LOL! You haven't any understanding of the power of both Big Pharma and Big Insurance in the USA. You also fail to recognize that the USA is NOT a "socialist paradise" which taxes its higher wage earners up to 90% of their income in order to pay for everyone else.
Thats a major burden on middle and upper class citizens in most of your "European" examples.
Now in tiny, mostly "homogenous" nations like Denmark (6 million), Finland (5.5 million), Norway (5.5 million), or even Sweden (11 million) that idea might fly.
But we have individual cities (ex. NYC 8.9 million, Greater Los Angeles area 12.5 million) and many States as well with populations larger than each of those countries.
3) Americans have created the worst of all possible world's with respect to healthcare - expected to pay for the CADILLAC" of medical systems, only to receive a substandard product in return!
Not really. What we do have is a society that pushes excess in almost everything, especially eating habits. But also, drug use (legal and illegal), drinking alcohol, indolence (more time spent in front of TV's and computers and on handheld devices), and "vaping" (as a replacement for cigarettes).
What we don't push is diet and exercise. Meanwhile or Medical Industry does push drugs for everything from "restless leg syndrome" to "gender reassignment hormone" treatments.
However, we still do have the best medical care available...at the highest prices the "market" will bear.
- The U.S. spends more on health care as a share of the economy — nearly twice as much as the average OECD country — yet has the lowest life expectancy and highest suicide rates among the 11 nations.
See "Pushes excess..." above. All the better to keep the medical industry fully financed and stockholders and purveyors of healthcare reaping big dividends.
- The U.S. has the highest chronic disease burden and an obesity rate that is two times higher than the OECD average.
- Americans had fewer physician visits than peers in most countries, which may be related to a low supply of physicians in the U.
- Compared to peer nations, the U.S. has among the highest number of hospitalizations from preventable causes and the highest rate of avoidable deaths.
See above.
4) Over a million Americans have become "medical tourists" annually - forced to seek medical procedures outside of the US due to prohibitive costs!
So 0.3%? Oh my!
5) Any nation that is prepared to devote more of its healthcare dollars to administration costs, as opposed to long-term care of its older citizens, has lost sight of its priorities and has allowed itself to be held hostage by the private healthcare sector!

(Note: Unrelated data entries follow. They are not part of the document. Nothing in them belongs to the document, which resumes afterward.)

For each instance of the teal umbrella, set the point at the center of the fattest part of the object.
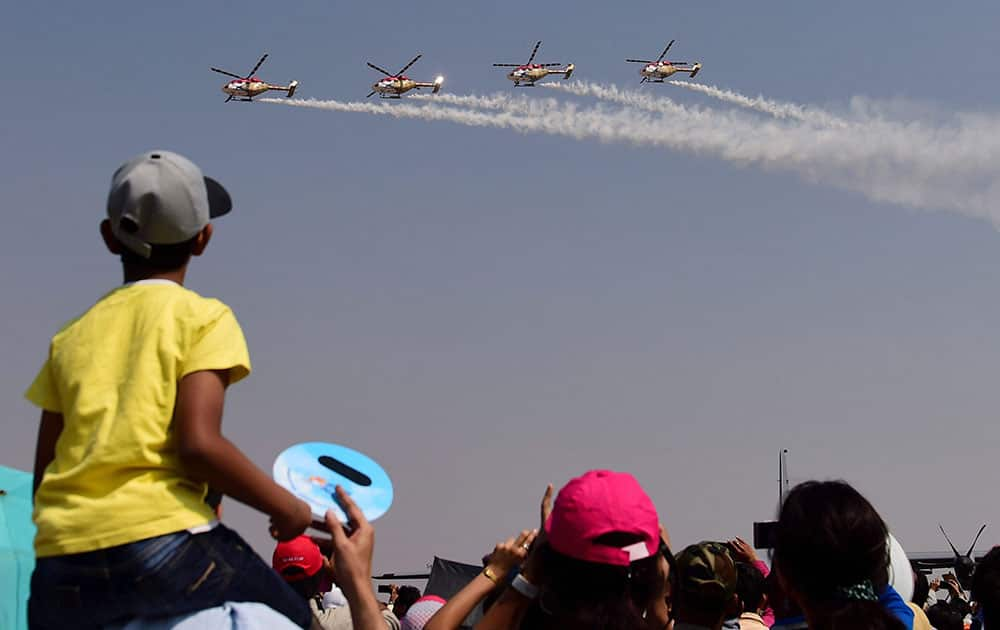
(17, 553)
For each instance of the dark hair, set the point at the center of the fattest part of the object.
(921, 589)
(944, 616)
(580, 594)
(830, 538)
(870, 616)
(986, 587)
(162, 257)
(405, 597)
(749, 586)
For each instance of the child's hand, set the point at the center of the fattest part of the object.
(291, 522)
(352, 549)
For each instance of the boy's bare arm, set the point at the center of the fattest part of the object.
(49, 430)
(207, 455)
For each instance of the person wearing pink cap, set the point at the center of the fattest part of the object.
(599, 562)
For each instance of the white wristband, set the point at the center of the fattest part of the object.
(524, 587)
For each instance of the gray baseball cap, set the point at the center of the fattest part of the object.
(162, 198)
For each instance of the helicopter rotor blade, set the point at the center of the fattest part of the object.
(534, 52)
(406, 67)
(949, 540)
(664, 53)
(228, 74)
(255, 68)
(968, 554)
(373, 66)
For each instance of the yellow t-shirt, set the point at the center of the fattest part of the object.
(113, 374)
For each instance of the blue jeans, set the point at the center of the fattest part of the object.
(162, 576)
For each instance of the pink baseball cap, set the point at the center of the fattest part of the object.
(301, 553)
(599, 503)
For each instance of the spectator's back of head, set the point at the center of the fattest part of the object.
(944, 616)
(158, 207)
(831, 551)
(602, 558)
(706, 584)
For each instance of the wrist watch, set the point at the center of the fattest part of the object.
(491, 576)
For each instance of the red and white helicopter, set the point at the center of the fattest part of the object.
(395, 85)
(245, 88)
(528, 73)
(657, 71)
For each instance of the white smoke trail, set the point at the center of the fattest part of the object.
(498, 100)
(942, 169)
(614, 94)
(768, 106)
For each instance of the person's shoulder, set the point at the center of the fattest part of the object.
(338, 618)
(199, 309)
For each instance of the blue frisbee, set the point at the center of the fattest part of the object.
(312, 470)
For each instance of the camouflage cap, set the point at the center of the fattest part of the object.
(706, 576)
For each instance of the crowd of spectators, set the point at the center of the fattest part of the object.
(131, 465)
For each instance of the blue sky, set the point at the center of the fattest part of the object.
(484, 311)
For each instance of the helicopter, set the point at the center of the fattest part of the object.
(529, 73)
(657, 71)
(395, 85)
(249, 86)
(962, 565)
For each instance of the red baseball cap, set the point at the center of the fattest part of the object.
(299, 552)
(599, 503)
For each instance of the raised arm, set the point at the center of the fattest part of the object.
(49, 430)
(506, 555)
(207, 455)
(353, 565)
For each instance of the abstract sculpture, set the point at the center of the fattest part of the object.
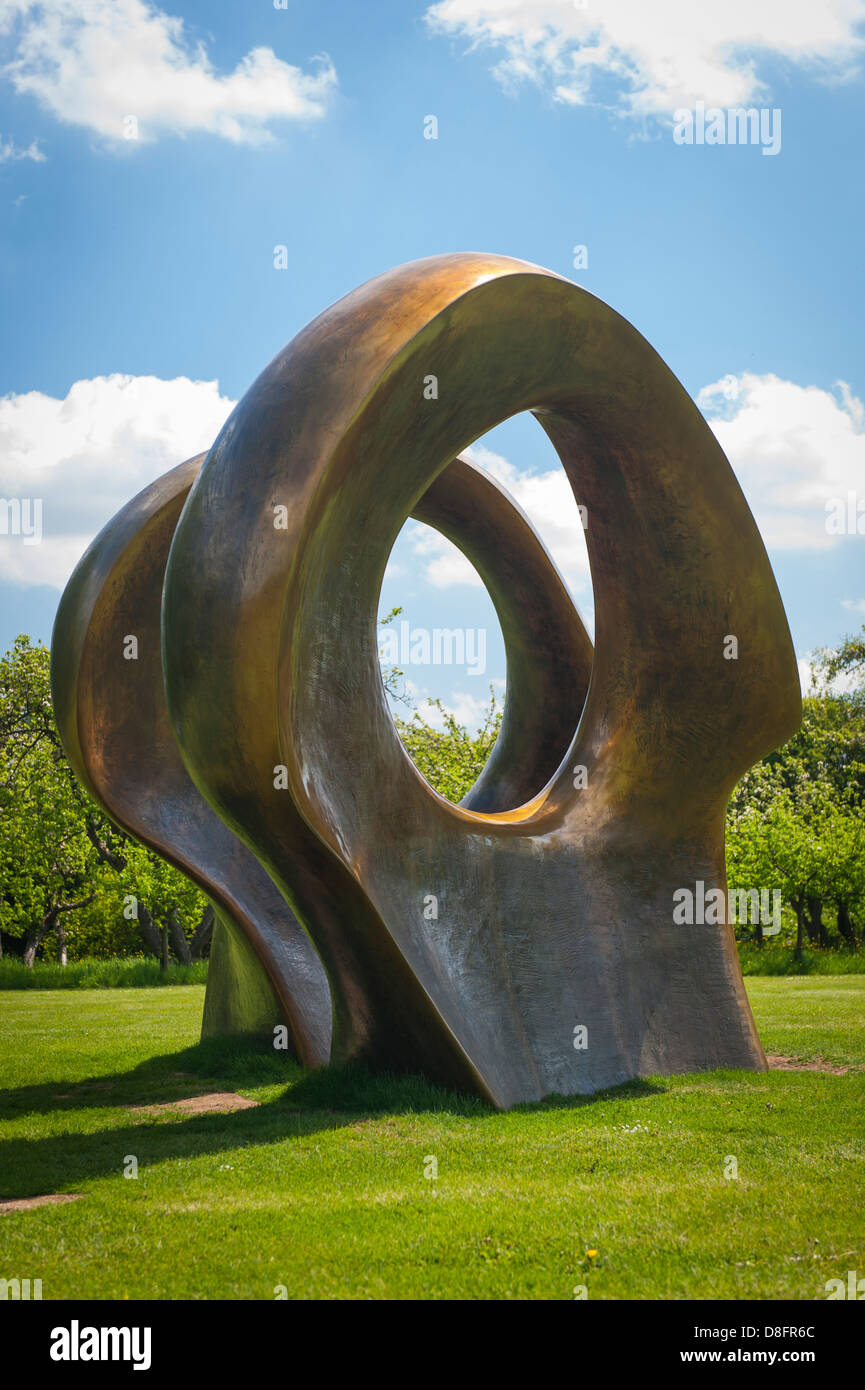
(554, 963)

Now I have been ragging on your "evidence," but I actually agree with you when it comes to the problems with the US Medical Industry.
It seems they are more interested in profit than adhering to the writing of Hypocrites in "
Of the Epidemics:" "The physician must be able to tell the antecedents, know the present, and foretell the future — must mediate these things, and have
two special objects in view with regard to disease, namely,
to do good or to do no harm." This is the true source of many Physician's oaths.